I hesitated only a moment, then called back, gently, “It’s me.”

“Robert?” I heard her say, in a voice tight with emotion. “Robert, is it you?”

I stepped into the doorway, gazing down at her form, which I could easily see in the darkness against the white sheets. “Robert,” she whispered. “Where have you been?” Emotion choked me, and I could not speak. I sobbed once, feeling all the loneliness of the last ten years welling up within me, and stepped closer.

“Robert?” I heard her say, and a note of nervousness entered her voice. “Robert? What…?” She reached out, turned on her light, and looked at me.

And screamed.

Her scream was an awful thing, full of terror and pity and horror. I caught a glimpse of myself in the mirror. I had forgotten how changed I had become, for those of us who tend to the dead can only rarely remain unchanged. Pointed my ears had become, and my face had grown into a rather canine snout, filled with wickedly sharp teeth for the rending of tough flesh. My flesh was caked with the grave mould, and dried old blood was upon my cheeks and chin. My hair was long and unkempt, my body lean and hungry, my claws strong and sharp. Surely she must see how well I have adapted to my work? Ah, but my eyes were the same bright blue, and I could tell that this is what disturbed her most.

I sighed, for as she scrambled backwards on her bed, fighting to get as far from me as possible, I realized that there could be no reunion between us. It made me sad, but I had long ago accepted that my work must keep me away from my old life. The truth of this came back to me now as I looked down at the terror-stricken face of the one who had once had my heart.

Putting my nostalgia aside, I did what is needful, for the tenders of the dead long ago decreed that no living one could look upon us and be allowed to tell another. Even though our feeding habits are all that keep humanity’s world from being buried in its own charnel waste, they would destroy us if they knew of us. I reached out, touched her lovely auburn hair just once, and then brought my teeth down to her throat, smelling the sweet perfume of her skin as my jaws closed. Her struggles were brief, and I console myself that she perhaps understood that I did what I did with nothing but love in my heart. For the deaths that are usually visited upon living men by my kind are far crueler than the one I gave her.

I ate well, for the journey to her home had tired me, and then I wrapped what remained in the sheets from the bed to make it easier to carry. As I made ready to go, I spotted the locket whose memory had sparked this whole event. I took it, leaving the elderly woman’s locket in its place. My trip home was more secretive and sad, but my sorrow was short-lived. I had my work, after all, and humans don’t stop dying just because its Christmas.

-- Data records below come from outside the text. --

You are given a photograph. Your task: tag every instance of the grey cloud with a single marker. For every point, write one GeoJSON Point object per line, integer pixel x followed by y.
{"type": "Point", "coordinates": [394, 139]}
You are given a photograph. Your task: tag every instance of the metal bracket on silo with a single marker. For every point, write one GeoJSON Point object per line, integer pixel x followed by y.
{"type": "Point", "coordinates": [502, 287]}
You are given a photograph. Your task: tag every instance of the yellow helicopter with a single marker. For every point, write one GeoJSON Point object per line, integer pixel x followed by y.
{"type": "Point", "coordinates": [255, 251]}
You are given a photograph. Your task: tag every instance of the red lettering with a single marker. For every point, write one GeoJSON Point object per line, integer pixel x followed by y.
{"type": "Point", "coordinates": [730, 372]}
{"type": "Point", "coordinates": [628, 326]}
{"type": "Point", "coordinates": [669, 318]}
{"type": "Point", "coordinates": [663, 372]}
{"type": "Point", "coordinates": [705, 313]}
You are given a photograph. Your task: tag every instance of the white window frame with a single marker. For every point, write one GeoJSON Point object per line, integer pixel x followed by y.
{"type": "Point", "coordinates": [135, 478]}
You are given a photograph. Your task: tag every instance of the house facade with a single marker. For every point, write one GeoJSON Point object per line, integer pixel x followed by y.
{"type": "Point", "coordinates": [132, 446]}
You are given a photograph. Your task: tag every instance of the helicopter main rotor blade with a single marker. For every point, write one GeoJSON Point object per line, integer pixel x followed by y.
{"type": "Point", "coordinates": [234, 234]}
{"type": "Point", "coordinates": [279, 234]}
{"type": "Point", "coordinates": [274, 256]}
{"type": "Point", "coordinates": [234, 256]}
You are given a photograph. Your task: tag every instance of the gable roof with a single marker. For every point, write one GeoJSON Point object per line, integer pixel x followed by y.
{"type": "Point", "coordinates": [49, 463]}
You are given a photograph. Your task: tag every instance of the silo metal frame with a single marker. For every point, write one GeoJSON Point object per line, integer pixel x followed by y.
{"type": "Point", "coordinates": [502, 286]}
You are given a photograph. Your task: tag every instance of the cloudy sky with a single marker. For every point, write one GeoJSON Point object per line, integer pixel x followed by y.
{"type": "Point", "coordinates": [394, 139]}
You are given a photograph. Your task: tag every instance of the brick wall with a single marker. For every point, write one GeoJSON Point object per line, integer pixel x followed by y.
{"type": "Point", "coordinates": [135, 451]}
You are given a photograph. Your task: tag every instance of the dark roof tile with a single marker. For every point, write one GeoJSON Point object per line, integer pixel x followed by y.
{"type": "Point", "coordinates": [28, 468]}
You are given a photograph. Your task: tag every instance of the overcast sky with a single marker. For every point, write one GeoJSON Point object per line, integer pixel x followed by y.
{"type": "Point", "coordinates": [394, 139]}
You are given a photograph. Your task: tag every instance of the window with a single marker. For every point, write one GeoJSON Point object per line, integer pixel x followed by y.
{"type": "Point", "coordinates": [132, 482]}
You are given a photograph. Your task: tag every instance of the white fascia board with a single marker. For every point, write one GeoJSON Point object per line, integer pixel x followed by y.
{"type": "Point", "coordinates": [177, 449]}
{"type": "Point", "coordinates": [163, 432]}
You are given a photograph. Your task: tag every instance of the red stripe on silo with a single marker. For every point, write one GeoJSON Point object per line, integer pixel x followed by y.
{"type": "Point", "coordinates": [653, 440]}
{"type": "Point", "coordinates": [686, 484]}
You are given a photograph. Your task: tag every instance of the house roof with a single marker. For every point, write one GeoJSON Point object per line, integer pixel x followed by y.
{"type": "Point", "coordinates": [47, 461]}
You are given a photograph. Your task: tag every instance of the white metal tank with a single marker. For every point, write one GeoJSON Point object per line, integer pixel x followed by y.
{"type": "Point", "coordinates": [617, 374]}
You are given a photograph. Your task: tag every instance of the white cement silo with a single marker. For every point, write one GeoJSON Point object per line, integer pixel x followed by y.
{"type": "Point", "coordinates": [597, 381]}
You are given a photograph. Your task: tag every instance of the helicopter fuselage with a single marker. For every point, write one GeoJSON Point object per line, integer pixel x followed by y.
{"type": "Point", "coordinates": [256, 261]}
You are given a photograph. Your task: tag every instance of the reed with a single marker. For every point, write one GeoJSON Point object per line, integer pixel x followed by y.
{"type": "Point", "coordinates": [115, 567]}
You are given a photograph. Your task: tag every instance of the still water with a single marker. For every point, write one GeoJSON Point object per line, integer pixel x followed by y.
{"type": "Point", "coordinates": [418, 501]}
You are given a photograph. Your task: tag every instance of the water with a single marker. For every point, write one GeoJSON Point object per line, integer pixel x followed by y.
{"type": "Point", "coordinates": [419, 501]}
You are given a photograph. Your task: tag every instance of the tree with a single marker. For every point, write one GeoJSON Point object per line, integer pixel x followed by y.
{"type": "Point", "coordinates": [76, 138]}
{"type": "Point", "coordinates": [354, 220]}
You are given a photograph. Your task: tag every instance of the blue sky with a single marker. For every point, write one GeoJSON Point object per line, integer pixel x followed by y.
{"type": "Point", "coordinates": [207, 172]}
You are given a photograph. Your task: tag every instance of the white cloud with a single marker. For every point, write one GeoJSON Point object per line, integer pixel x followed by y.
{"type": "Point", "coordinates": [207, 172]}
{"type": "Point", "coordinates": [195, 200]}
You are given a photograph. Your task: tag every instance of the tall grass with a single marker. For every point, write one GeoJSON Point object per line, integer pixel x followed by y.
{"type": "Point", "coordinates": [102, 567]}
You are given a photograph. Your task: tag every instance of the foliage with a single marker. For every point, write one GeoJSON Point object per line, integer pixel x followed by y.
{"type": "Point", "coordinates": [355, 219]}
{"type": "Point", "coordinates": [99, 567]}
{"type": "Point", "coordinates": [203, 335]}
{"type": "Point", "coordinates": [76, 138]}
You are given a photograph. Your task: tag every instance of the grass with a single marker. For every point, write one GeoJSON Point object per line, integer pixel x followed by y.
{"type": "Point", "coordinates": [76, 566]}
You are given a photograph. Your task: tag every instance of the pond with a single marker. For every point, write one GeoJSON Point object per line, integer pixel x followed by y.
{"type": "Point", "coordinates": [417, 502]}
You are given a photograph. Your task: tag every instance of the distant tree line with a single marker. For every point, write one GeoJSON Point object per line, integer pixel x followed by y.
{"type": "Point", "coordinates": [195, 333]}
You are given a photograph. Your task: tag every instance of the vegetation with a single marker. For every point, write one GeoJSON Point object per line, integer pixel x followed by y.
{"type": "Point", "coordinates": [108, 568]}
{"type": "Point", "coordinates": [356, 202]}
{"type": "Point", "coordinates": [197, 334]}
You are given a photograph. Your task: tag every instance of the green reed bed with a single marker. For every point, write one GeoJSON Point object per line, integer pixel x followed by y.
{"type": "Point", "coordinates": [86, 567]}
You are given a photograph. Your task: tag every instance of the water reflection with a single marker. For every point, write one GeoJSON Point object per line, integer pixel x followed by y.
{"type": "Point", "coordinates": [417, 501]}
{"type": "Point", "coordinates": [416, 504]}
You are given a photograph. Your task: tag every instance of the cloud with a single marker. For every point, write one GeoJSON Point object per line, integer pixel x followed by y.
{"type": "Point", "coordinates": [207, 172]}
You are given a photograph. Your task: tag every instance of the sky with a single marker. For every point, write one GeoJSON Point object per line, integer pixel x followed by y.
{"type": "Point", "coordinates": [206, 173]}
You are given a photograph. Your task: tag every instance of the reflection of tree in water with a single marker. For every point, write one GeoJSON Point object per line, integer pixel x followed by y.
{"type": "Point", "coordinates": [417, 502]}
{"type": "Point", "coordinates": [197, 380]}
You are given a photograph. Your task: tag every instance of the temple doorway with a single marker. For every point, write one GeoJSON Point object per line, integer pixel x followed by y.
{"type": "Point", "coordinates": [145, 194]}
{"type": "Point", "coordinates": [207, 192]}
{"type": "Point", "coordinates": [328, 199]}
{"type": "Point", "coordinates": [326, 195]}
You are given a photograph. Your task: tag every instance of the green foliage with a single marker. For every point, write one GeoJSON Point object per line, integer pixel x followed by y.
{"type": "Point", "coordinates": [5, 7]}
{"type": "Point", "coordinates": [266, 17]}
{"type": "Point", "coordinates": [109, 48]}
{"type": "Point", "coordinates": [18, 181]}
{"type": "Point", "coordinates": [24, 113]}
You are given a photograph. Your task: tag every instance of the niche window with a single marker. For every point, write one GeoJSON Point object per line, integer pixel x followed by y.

I kept her bones in my vault, and they were amongst my favorites to gnaw, and I would often save them for Christmas Eve, to remind me of our last meeting. Even after I had gnawed them to splinters, I still kept a lock of her auburn hair in the golden locket, and I have kept it to this day. I have found a female of my kind, and we have children, and I often tell them about my life when I was amongst humans. I’ve never told them about Sandy, though, and they must wonder why their sire keeps to himself on Christmas Eve, looking at a little golden locket and caressing a lock of auburn hair.